Les lèvres de la fillette se plissèrent malicieusement :

« Si la bicyclette leur appartenait, comment pourraient-ils la ravoir ? dit-elle en se penchant sous la capeline pour mieux lire dans les yeux de sa tante.

— C’est donc vrai ! tu as été assez sotte pour rendre service à des gens qui ne demanderaient pas mieux sans doute que de me causer mille désagréments ? T’imagines-tu que je vais me donner la peine de leur renvoyer cette mécanique !… Qu’ils viennent la chercher, s’ils osent !… Mais ils oseront ; ces enfants-là sont d’une effronterie !… »

Mlle  Dorothée, très rouge, fronçait les sourcils comme dans ses plus violents accès de mécontentement. Irène la regarda un instant avec des yeux un peu tristes ; puis, de nouveau, son gentil visage s’éclaira d’un sourire :

« Sois tranquille, tante Dor, ce n’est pas Norbert Brial qui aurait barboté dans la Foux d’une façon si ridicule, ni même Jacques ; ils sont plus lestes et plus adroits.

— Cela, c’est de famille, petite ; jamais un Brial ni un Lissac n’a passé pour un lourdaud. Quand leur père avait l’âge de ces enfants, tu ne peux te figurer les parties que nous faisions ensemble !… Une fois, nous avons obtenu que le cousin Jean nous emmenât jusqu’aux carrières qu’il exploitait dans l’Estérel et d’où il tirait des meules pour les moulins à huile. Il fallait gravir des sentiers escarpés, franchir d’étroites passerelles au-dessus des torrents… Ah ! bien ! pas une seule fois le cousin n’a été obligé de nous aider dans les passages difficiles ; nous grimpions comme les chèvres des montagnes… Je me souviens d’une belle plante de crocus qui poussait au ras de l’eau bouillonnante. Honoré est allé me la cueillir sans mouiller le bout de ses souliers ; c’était le bon temps alors ! »

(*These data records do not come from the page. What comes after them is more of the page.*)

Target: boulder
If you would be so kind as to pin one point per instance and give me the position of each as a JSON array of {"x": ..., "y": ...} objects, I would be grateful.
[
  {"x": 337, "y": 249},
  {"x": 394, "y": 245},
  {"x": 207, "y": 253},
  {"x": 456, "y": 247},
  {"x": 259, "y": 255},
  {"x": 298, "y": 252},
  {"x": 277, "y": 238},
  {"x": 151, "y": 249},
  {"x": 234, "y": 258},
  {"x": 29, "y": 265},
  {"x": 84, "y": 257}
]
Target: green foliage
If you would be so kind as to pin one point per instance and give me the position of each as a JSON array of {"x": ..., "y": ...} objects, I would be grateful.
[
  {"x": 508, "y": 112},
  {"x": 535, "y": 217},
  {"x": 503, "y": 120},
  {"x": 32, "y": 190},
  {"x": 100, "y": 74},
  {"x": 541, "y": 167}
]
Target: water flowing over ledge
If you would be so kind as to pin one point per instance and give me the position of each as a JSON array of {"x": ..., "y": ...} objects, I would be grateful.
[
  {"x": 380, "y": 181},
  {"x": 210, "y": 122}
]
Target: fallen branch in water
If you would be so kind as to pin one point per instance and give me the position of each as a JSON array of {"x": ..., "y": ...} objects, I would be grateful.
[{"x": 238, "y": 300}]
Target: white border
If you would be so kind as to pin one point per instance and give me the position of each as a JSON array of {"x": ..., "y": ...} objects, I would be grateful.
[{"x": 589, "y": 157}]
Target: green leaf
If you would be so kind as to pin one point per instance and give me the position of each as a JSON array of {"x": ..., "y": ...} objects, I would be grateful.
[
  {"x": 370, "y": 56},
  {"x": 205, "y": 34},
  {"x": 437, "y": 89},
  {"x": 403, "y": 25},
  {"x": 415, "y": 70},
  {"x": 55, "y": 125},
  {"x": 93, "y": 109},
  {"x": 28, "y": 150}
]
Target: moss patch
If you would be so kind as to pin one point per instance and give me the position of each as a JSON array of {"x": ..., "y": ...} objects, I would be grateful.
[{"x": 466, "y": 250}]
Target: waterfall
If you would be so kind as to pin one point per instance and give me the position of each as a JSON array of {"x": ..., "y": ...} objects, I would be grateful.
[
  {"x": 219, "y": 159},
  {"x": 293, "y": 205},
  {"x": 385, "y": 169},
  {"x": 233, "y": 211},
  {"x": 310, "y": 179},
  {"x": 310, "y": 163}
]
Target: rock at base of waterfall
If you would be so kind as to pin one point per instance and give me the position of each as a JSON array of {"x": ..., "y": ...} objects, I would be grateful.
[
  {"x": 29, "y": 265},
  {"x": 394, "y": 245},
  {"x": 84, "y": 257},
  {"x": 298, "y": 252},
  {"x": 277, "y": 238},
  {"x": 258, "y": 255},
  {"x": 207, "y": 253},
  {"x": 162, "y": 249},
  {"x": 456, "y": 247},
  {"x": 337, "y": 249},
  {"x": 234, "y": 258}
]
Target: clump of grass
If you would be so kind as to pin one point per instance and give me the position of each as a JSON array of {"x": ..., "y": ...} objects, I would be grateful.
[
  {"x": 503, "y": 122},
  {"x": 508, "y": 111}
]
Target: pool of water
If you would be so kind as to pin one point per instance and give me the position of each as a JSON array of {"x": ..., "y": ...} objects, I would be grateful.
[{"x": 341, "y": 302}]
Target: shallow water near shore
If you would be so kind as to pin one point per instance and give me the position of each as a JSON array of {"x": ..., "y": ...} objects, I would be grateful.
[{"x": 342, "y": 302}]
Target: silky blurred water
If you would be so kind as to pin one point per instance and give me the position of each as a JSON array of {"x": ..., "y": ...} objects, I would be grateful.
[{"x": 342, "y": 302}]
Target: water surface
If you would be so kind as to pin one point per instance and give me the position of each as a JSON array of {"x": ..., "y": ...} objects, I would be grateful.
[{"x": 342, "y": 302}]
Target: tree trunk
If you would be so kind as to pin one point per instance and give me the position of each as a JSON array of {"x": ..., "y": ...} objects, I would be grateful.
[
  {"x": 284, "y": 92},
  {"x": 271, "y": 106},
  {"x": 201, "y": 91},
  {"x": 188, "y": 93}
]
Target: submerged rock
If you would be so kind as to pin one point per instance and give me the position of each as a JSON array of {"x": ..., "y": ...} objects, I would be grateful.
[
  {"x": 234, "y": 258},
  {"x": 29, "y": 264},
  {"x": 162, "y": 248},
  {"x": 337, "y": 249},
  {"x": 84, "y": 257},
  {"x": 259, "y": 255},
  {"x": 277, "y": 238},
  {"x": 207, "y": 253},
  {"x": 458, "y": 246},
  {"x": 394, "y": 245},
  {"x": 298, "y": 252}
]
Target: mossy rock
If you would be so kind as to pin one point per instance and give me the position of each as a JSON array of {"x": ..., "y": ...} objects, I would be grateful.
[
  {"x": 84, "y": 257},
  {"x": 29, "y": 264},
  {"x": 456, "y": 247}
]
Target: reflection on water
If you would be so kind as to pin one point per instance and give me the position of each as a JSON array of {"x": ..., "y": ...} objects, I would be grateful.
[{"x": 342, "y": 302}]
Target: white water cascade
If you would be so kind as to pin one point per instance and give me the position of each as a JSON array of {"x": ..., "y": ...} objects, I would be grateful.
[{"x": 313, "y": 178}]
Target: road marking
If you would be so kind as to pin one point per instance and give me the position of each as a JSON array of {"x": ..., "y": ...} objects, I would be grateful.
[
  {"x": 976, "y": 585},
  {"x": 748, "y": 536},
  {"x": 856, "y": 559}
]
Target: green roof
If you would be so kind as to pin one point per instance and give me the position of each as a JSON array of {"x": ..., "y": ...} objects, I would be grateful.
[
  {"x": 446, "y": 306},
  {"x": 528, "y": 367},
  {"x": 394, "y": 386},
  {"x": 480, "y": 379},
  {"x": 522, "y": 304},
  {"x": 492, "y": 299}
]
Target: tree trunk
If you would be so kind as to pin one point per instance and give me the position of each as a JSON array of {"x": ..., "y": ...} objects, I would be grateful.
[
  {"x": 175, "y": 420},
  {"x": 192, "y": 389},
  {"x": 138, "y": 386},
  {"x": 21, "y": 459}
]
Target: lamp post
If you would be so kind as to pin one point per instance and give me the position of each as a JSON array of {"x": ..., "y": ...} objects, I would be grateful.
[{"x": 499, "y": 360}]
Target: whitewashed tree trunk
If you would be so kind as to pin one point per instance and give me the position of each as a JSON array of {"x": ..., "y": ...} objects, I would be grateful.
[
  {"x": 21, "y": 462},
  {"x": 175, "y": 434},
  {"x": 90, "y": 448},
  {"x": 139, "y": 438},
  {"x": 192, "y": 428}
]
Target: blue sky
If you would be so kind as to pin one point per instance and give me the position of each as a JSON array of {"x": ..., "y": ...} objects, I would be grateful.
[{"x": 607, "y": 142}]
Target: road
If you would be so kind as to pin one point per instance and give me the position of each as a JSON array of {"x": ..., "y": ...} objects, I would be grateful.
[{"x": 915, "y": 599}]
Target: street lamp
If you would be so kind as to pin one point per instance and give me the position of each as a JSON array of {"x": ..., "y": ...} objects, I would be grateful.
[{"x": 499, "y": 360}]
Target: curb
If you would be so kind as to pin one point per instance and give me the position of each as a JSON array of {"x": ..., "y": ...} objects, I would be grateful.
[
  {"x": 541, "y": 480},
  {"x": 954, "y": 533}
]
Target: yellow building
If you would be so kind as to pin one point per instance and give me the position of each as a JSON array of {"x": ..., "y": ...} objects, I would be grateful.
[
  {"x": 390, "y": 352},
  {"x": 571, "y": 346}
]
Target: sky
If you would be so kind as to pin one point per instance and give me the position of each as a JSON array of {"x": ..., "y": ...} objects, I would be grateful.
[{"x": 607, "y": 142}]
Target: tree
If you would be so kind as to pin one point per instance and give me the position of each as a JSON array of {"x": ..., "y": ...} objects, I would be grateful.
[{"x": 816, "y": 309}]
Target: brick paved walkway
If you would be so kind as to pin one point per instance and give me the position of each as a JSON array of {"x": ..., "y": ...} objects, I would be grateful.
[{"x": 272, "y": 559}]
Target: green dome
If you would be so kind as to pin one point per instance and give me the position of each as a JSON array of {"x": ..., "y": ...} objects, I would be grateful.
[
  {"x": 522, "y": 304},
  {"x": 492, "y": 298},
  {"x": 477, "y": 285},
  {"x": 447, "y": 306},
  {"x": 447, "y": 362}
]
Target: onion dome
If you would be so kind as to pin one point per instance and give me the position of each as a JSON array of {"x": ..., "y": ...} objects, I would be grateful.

Mlle  Lissac, en prononçant ces mots, ferma les yeux comme pour revoir les montagnes, les gorges profondes des torrents, et surtout le petit Honoré Brial, gai, alerte et si aimable qu’elle s’attendrissait malgré elle à ce souvenir :

« Petite, dit-elle tout à coup en revenant à son ton habituel, quel malin plaisir prends-tu à me rappeler ces choses-là, à parler sans cesse de nos ennemis ?

— Ce n’est pas moi qui ai commencé, tante Dor : c’est toi, en me demandant si le vélocipède appartenait à mes cousins. Tu sais, je ne puis pas dire mes ennemis ; ils ne m’ont jamais fait de mal, ni ma cousine Marthe non plus.

— Honoré Brial ne m’en a pas fait davantage, petite ; mais, tant qu’il s’obstinera à prétendre que la Foux-aux-Roses est sa propriété, je soutiendrai qu’il nous fait tort, comme son père a fait tort au mien, et je le traiterai en ennemi.

— Peut-être qu’il croit avoir raison, hasarda Irène.

— C’est possible, mais je suis aussi en droit de croire le contraire, puisque mon père m’a toujours affirmé que le terrain n’avait pas été bien partagé. »

La fillette soupira :

« Alors, c’est pour toujours que vous êtes fâchés ?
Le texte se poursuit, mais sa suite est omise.